Two years into Rising Star Games’ evolution from traditional to leading indie publisher, the firm’s developer relations man Martin Mathers asks why some firms still see indie developers as cattle to be slaughtered rather than partners to be celebrated

The times, they are a-changin’ – a great song, certainly, but a sentiment that’s somewhat outdated as far as games publishing goes.

Times aren’t just changing; the advent of indie developers means they changed years ago and if you haven’t adapted by now, you’ve already fallen behind.

Granted, that probably sounds like a contradiction coming from me. But you’re Rising Star Games!”, you’re probably thinking: The Japanese import guys, the Harvest Moon guys. You don’t do indie.”

Don’t we? Look again.

In the last 18 months, we’ve partnered on seven indie releases across multiple formats and already have another seven lined up through to early next year. The difference? We simply got on with our evolution, rather than shouting about it to anyone who’d listen.

‘Evolution’ makes it sound grander than the process has turned out to be though. After all, we’re not exactly doing anything different: dedicated marketing and media work, platform access, development investment, they’re all things we’ve done for ten years and continue to do now. The only real difference is we’re having more discussions that don’t involve Japanese translators; helpful, given my own Japanese doesn’t extend much past asking for the bill or where the toilets are.

I’m not surprised that a lot of people don’t see us as an indie label then – we’ve just focused on doing what we’ve always done, just with different people. What does surprise me, however, is the number of horror stories I’m still hearing from developers, even in this brave new world of indie and digital-only publishing. I’d have thought the tales of big, bad publishers might have reduced but in reality, it all seems… well, Neanderthal. If nothing else, it shows how many firms still refuse to accept change just because it doesn’t fit their tried-and-tested business models.

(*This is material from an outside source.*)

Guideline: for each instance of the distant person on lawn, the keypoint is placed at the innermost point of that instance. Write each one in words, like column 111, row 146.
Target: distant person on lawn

Should indie developers have to sacrifice ownership of their IP to get a deal? No. Should they change things to suit market trends, rather than creating the game they want to make? Absolutely not. Should they agree to a marketing investment on the understanding that eventually, they’ll have to foot the bill? No way! Should they have to work with someone whose passion lies in metrics, not their game? Nope. And yet, despite this seeming like common sense to me, they’re all things still being demanded of indies today by companies who should know better.

It goes beyond those requests, of course – see: bundle firms offering pennies for titles that have only just come out, publishers signing games and then immediately forgetting they have a responsibility to promote them, the deliberate red tape used to disrupt what should actually be a constantly active relationship between publisher and developer. But on the whole, I just don’t get how such folk sleep at night after days of trying to hoodwink indies into unfavourable deals.

Am I nave to think that the focus in any partnership should always be the game and the developer, not the publisher? I don’t think so. It’s perfectly possible for deals to be done that are in the developer’s favour, but still work for the publisher too. You just have to be willing to put someone other than yourself first and work with developers, not exploit them.

And the best part of that? Everyone wins. The developer gets the help and success they deserve, the publisher gets a rub as one of the good guys and the players get what’s most important: a great game.

And ultimately, great games are all that should matter in our industry… right?